Rory would have killed every cat in the alley no matter the weather.

Ryan said...

Seeing as how Tiger hasn't won a Major since '08, it was kinda irritating that the announcers referenced at all he wasn't there in a competitive sense. The only thing his presence would have done is suck some of the wind out of the media getting true quotes from Rory and us learning about him. It would have been them asking Tiger about Rory, and Rory responding to what Tiger would have said about him. At least without Tiger there the references were more for historical nature by the media to him, not a back and forth on press conference vs. press conference.

The fresh air was welcomed and breathable without Tiger's suffocation as a bystander, as he would have been like the other golfers.

Brian said...

Although McIlroy is a great player and a great person, this win was diminished in my eyes because it didn't seem like a US Open because of the soft conditions and lower-cut rough.

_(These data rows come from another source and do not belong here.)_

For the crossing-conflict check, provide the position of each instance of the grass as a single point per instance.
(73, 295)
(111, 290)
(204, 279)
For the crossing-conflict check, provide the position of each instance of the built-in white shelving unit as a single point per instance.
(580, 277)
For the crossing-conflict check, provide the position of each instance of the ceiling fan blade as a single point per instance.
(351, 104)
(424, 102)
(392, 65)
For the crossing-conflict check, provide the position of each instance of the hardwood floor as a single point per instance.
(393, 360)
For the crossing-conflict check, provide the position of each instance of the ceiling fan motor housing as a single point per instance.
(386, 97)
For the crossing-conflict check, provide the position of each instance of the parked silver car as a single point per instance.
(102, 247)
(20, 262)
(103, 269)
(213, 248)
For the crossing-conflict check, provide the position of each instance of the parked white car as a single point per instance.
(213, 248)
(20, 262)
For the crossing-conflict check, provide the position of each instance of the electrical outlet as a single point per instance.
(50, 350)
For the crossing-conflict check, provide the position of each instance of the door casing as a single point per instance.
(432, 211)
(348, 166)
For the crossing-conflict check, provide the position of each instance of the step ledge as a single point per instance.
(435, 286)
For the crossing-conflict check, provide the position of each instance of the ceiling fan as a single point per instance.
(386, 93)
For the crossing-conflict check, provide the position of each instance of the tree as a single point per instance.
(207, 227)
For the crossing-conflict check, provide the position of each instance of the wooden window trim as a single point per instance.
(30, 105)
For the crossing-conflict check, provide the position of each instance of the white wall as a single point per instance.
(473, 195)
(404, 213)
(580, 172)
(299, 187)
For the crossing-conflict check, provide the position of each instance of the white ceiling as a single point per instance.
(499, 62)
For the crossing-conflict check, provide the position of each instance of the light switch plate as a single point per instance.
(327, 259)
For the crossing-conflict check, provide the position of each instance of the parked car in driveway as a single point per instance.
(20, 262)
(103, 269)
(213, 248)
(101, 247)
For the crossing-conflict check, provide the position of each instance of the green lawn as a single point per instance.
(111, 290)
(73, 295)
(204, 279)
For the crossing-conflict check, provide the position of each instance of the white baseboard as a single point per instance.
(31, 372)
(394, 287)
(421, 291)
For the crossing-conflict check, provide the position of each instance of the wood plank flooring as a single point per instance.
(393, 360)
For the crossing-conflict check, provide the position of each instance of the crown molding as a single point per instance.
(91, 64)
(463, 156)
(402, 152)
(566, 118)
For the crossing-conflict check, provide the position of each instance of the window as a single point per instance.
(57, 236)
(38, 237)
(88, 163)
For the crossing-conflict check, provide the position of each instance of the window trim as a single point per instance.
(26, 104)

I can't wait till Olympic Club because that will hopefully be a truer test than this past week at Congressional.

Thanks for not being hyperbolic about this win like the rest of the media.

Brian said...

John, I was wondering what you thought about only having 2 Americans or less in the top 6 for the 3rd major out of 4? Is American golf in trouble heading forward?

Mr. X said...

Apparently Rory's ex-girlfriend showed up unannounced in Augusta sometime before his Sunday round. Just imagine if the kid runs the table on the Majors this year.

Taha said...

Curious to read your thoughts about the NBA Finals and Stanley Cup Finals

Anonymous said...

State of American Golf: Rickie Fowler, Day 665 without a win.

Mr. X said...

Sorry to see Lindsay Czarniak going to Bristol.

Anonymous said...


Who was the last guy to get Jesus status from the media and the sponsors? Tiger Woods......was so adoring and such a fine example of a man. Really John, you as a 24 hour journalist is forced to create copy. When sports writers start to opine and report on morals, the great champions are put at risk. Rory, we want his morals more than his cut throat championship golf. What's the chance he could walk away with Byron Nelson status and the majors, remembering that the Lord Byron retired in his prime. If Rory truly is of what champions are made of and he matches the golf world's need for Jesus to be the greatest player, he truly will be the first. My benchmark for greatness is at least nineteen majors. Journalism is forced to say that two or three is what new champions are made of. Jesus is coming.....just not is golf.